UK minister Priti Patel resigns: Conservatives' first woman MP is a Eurosceptic, supports death penalty

Troubles for the Theresa May government in the United Kingdom escalated on Thursday as UK international development secretary Priti Patel resigned over unauthorised meetings with Israeli politicians, including Prime Minister Benjamin Netanyahu.

Patel resigned after being ordered back from a trip to East Africa and summoned to 10 Downing Street by Prime Minister Theresa May. If she had not quit, she would almost certainly have been fired, reported AP. Patel has been under pressure since it was revealed last week that she held 12 meetings with Israeli groups and officials, including Netanyahu, during a vacation in Israel in August — and that she hadn't told May or colleagues about it.

She apologised, but when details of two further meetings emerged, May acted.

File image of Priti Patel. AP

File image of former UK international development secretary Priti Patel. AP

Patel, 45, has been a Conservative MP for the Witham constituency in Essex since 2010, reported The Sun. She was the Conservatives' first female Asian MP.

Born in London to a Ugandan Indian family, Patel completed her post-graduate studies at the University of Essex.

She was appointed as the exchequer secretary to the treasury in 2014. After the 2015 general election, Patel was appointed as the minister for employment at the department for work and pensions.

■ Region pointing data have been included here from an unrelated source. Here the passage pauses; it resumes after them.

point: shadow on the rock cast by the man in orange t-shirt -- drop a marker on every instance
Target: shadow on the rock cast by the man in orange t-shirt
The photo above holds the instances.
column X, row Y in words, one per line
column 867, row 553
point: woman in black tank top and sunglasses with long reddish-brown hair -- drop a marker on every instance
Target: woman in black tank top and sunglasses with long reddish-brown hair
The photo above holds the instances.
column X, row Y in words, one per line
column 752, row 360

After David Cameron's resignation, Patel backed Theresa May and was eventually appointed by her as international development secretary.

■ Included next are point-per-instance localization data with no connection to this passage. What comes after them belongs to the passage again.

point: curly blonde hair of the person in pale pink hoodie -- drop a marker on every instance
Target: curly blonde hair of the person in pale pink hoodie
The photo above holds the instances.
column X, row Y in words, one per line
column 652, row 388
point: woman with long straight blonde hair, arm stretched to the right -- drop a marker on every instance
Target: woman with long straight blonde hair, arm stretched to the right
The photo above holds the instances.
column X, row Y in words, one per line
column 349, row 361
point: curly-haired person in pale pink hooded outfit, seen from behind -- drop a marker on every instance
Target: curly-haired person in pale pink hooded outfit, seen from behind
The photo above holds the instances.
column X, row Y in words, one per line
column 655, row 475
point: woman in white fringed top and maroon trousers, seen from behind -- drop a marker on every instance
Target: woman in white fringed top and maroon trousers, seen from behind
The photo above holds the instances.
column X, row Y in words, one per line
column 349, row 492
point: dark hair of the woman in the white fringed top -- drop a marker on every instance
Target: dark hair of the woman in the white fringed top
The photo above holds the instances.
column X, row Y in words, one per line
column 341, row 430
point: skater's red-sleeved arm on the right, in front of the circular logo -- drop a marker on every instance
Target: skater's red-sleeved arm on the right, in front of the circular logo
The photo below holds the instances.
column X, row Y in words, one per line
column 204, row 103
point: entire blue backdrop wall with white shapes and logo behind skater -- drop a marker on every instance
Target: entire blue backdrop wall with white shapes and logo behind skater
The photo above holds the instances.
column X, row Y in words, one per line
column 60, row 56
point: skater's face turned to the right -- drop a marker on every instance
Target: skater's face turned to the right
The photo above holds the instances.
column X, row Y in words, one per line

Patel has expressed her support for the death penalty in the past. "Murderers and rapists and people who have committed the most abhorrent crimes go into prison but then are released back into the community to do those crimes again and again," a 2014 article in The Independent had quoted her as saying.

Before entering politics, she was also linked with big tobacco business. She had earlier worked in PR with consultancy firm Weber Shandwick, where one of her clients was British American Tobacco (BAT), a multi-national London-based tobacco firm.

The Sun article also said that Patel is a long-standing supporter of Israel and a Eurosceptic. She was an important figure in the 'Vote Leave' campaign during the 2016 referendum.

In her resignation letter, Patel said her conduct "fell below the high standards that are expected of a secretary of state". May replied that it was right Patel had decided to quit "and adhere to the high standards of transparency and openness that you have advocated".

Patel said earlier that her meetings in Israel — arranged by Stuart Polak, honorary president of the group Conservative Friends of Israel — stemmed from her "enthusiasm to engage". But critics accused her of breaching ministers' code of conduct and making a major diplomatic gaffe in a region of high political sensitivity.

Israel's Haaretz newspaper reported Wednesday that Patel visited an Israeli military field hospital in the Golan Heights during her August trip. Britain regards Israel as illegally occupying the territory, which it captured from Syria in 1967.

After the visit, Patel discussed with her department the possibility of British aid being given to the Israeli army to support medical assistance for refugees from the Syrian civil war arriving in the Golan Heights. A fellow minister has said the idea was rejected.

Patel's situation had been made worse by her contradictory statements about the meetings.

When news broke about the August trip, Patel insisted that Foreign Secretary Boris Johnson "knew about the visit." Her department was later forced to clarify the statement, saying "the foreign secretary did become aware of the visit, but not in advance of it".

Patel apologised, saying the meetings "did not accord with the usual procedures".

May summoned Patel to Downing Street after details of two more meetings emerged. She also met Israeli public security minister Gilad Erdan in London on 7 September and foreign ministry official Yuval Rotem in New York on 18 September — in both cases without any other British officials present.